Among the first problems, in Labour’s view, is that the documentary is in breach of BBC impartiality rules, due to the fact that it was produced by a former journalist at the right-wing Murdoch owned newspaper The Sun.

John Ware, presented the show and is known for his pro-Israel views. In 2007 he was successfully sued by a Muslim charity in Britain after wrongly accusing them in media reports of being a front for terrorists. He’s since been described by the Muslim Council of Britain as a ‘“an agenda-driven pro-Israel polemicist“.

Labour is also accusing the BBC of using doctored evidence to argue that the party leadership has failed to properly deal with anti-semitism cases.

In the documentary, an email from Corbyn’s director of communications is shown, which read, “something’s going wrong, and we’re muddling up political disputes with racism,” implying that he was dismissive of accusations rather than taking them seriously.

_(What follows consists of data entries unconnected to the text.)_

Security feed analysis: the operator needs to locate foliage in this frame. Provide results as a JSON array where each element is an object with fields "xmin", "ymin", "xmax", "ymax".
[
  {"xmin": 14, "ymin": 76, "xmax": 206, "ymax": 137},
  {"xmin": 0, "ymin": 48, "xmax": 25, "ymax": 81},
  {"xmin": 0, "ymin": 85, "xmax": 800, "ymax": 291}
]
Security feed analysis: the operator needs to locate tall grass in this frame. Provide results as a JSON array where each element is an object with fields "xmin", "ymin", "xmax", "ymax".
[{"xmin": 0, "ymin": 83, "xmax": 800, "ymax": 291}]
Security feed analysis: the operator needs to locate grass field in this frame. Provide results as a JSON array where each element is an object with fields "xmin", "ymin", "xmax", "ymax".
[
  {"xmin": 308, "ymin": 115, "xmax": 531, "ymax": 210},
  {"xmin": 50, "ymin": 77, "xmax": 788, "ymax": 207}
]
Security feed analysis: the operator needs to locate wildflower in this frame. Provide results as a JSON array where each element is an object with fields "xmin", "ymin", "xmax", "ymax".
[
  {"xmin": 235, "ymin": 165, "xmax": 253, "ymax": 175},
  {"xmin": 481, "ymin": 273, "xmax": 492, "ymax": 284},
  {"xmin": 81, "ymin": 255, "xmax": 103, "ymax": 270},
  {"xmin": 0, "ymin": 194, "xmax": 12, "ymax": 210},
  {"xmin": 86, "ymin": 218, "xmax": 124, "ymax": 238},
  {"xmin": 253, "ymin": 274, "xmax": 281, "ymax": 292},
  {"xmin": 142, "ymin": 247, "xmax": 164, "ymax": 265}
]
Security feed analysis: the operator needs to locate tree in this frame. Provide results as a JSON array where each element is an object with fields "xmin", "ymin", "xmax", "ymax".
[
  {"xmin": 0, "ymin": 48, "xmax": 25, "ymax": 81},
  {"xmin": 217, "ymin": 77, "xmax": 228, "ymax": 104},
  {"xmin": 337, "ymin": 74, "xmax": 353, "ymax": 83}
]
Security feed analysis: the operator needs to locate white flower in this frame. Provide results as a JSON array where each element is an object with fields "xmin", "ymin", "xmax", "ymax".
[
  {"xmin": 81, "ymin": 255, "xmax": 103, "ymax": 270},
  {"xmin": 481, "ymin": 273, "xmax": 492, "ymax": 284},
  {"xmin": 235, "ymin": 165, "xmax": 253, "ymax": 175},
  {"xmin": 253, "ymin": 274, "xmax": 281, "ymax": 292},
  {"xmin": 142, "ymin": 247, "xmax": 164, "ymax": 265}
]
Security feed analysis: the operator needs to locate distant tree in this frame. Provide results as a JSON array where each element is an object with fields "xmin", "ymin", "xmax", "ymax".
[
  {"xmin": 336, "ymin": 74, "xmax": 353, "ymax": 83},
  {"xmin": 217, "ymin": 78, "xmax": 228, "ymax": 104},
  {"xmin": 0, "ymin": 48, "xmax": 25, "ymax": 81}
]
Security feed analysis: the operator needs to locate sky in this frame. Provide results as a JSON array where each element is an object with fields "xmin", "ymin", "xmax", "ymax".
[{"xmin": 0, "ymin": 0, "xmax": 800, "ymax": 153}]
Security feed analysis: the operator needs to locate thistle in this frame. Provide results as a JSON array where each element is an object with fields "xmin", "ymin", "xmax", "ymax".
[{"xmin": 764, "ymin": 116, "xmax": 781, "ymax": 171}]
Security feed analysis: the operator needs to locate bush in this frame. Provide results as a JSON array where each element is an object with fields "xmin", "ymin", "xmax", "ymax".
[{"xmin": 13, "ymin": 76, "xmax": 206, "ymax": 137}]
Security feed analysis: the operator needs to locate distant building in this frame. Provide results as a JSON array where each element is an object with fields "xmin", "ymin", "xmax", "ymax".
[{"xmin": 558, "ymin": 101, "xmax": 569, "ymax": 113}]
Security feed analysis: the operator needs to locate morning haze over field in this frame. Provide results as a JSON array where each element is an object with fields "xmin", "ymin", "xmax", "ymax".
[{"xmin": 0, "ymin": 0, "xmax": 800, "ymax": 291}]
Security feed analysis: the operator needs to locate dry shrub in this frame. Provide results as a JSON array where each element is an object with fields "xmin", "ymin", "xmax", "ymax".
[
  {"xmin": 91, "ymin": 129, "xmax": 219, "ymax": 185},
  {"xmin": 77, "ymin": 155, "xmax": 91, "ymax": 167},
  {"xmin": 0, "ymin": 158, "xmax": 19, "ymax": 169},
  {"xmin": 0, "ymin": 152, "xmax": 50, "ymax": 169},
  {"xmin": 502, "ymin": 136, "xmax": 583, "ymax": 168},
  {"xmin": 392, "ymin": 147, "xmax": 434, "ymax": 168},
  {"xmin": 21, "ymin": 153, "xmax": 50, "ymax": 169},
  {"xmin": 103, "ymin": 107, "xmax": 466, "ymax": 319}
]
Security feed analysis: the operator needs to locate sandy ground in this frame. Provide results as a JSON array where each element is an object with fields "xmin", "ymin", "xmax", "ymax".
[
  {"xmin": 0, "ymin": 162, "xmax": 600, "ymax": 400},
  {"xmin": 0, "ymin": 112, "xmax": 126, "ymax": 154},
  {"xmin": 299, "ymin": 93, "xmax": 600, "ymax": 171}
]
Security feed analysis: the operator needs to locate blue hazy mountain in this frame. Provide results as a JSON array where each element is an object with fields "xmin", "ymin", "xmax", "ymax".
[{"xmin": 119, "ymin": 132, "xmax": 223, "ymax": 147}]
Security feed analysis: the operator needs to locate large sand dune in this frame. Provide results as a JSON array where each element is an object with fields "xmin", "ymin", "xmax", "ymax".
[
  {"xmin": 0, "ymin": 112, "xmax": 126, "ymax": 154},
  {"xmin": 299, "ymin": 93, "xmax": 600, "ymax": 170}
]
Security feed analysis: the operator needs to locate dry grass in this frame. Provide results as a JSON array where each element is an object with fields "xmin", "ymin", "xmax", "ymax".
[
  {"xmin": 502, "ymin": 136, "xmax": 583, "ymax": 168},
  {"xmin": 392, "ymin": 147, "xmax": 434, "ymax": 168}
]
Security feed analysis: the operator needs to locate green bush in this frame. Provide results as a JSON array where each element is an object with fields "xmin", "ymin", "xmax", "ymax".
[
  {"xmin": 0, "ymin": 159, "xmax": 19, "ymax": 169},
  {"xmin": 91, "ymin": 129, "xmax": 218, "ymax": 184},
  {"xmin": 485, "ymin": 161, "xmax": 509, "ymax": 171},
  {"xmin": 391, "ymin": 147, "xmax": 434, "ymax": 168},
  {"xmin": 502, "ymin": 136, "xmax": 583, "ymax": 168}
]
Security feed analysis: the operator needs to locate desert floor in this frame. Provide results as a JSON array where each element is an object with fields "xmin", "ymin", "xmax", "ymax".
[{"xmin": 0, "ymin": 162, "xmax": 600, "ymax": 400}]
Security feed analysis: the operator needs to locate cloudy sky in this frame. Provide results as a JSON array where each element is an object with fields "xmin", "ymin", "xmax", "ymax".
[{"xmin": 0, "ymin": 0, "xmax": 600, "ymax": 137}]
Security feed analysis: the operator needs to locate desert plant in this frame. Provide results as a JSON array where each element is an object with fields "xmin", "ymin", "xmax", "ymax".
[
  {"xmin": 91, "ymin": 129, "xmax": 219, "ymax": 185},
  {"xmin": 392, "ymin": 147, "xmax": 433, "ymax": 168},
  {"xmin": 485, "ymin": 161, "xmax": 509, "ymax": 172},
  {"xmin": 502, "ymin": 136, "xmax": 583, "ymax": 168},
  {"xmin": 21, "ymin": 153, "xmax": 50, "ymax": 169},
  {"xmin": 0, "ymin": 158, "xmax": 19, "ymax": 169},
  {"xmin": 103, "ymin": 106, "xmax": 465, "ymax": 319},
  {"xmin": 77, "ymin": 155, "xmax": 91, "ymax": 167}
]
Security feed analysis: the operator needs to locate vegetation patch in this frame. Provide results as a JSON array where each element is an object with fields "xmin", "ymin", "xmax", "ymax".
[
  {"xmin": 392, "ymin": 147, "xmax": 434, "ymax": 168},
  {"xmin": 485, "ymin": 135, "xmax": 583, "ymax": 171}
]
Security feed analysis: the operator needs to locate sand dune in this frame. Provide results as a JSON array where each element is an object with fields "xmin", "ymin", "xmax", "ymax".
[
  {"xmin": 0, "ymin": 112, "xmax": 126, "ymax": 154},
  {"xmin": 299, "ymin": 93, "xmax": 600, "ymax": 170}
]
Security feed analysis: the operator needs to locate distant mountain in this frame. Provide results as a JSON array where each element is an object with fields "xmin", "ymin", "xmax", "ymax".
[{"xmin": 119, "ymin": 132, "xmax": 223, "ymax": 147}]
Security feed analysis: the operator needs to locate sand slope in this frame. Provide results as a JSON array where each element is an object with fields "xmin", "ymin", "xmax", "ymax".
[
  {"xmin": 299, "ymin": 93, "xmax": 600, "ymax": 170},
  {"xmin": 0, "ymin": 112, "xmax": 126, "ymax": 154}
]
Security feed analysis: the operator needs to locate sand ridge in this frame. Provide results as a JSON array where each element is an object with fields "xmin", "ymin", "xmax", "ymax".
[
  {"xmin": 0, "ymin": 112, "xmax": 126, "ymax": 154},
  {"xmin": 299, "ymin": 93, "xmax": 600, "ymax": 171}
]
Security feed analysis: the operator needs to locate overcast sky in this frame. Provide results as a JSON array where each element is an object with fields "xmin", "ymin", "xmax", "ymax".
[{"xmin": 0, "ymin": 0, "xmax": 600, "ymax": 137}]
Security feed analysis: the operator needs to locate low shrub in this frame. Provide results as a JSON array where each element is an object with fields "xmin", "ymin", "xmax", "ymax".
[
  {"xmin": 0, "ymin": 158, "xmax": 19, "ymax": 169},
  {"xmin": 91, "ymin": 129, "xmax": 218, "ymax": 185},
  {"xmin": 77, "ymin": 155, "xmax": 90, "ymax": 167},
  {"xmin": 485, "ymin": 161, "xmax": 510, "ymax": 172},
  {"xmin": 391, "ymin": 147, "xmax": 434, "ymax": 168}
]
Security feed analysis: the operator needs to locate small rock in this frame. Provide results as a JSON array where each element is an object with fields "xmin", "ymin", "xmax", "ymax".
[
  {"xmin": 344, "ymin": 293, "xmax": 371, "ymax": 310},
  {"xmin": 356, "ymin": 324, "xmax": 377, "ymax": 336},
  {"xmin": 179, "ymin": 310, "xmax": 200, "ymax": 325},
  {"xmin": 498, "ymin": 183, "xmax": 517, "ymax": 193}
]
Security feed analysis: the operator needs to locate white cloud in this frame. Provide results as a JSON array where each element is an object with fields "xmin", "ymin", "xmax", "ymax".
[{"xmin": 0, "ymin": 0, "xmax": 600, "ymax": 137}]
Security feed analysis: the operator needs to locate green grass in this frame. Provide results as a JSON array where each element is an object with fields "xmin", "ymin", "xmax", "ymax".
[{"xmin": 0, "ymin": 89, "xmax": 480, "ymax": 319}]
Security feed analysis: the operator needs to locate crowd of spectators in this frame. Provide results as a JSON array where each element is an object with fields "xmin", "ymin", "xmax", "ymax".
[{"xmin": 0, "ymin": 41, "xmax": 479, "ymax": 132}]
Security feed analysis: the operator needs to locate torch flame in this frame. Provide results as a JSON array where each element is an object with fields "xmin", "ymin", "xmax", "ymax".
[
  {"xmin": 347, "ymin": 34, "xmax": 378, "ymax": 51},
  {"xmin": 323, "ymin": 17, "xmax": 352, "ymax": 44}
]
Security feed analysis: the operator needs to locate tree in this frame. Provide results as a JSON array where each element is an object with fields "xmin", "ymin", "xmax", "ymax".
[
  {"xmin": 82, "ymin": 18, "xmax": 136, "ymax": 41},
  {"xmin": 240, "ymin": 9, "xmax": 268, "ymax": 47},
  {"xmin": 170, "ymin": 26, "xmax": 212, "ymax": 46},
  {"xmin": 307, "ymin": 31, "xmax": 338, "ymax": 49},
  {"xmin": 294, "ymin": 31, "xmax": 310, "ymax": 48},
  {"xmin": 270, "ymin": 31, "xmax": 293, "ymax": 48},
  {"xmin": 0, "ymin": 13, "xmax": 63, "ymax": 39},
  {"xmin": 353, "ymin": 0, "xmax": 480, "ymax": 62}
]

After the show, Labour published the full email which read; “Having identified the subject of the complaint as a “Jewish activist, the son of Holocaust survivor… if we’re more than very occasionally using disciplinary action against Jewish members for anti-Semitism, something’s going wrong and we’re muddling up political disputes with racism.”. Financial Times journalist Jim Pickard commented via Twitter that “The quotation does appear to have a totally different meaning when taken in its entirety....”

Furthermore, the majority of testimonies presented against Labour was from disgruntled ex-staff members from the pre-Corbyn era who are hostile to the party’s shift to the left in 2015. This includes former General Secretary Iain Mcnicol who played a role in trying to keep Corbyn off the ballot paper in previous leadership elections.

Only two independent "experts" on anti-semitism were interviewed, however, both had a record of impartiality. First was Dave Rich, Co-Director of Communications for the Community Security Trust, a Jewish NGO, which regards boycotting Israel as a form of anti-semitism.

Following Rich, was Alan Johnson, of BICOM, the foremost pro-Israel lobby group in Britain, who run the ‘We Believe in Israel’ campaign that has been linked to the Israeli embassy. 

Labour has condemned the show and BBC’s journalistic standards, saying, “The reliance on a series of politically partisan and hostile interviewees and informants on a highly sensitive political issue in current domestic politics – without, from what we understand, a range of interviewees with an alternative perspective – shows every sign of breaching the BBC’s obligations and own editorial guidelines to be fair, balanced and even-handed in political controversy.” 

The BBC has responded saying, “The BBC stands by its journalism and we completely reject any accusations of bias or dishonesty… The programme [Panorama] adhered to the BBC’s editorial guidelines, including a full right of reply for the Labour Party.”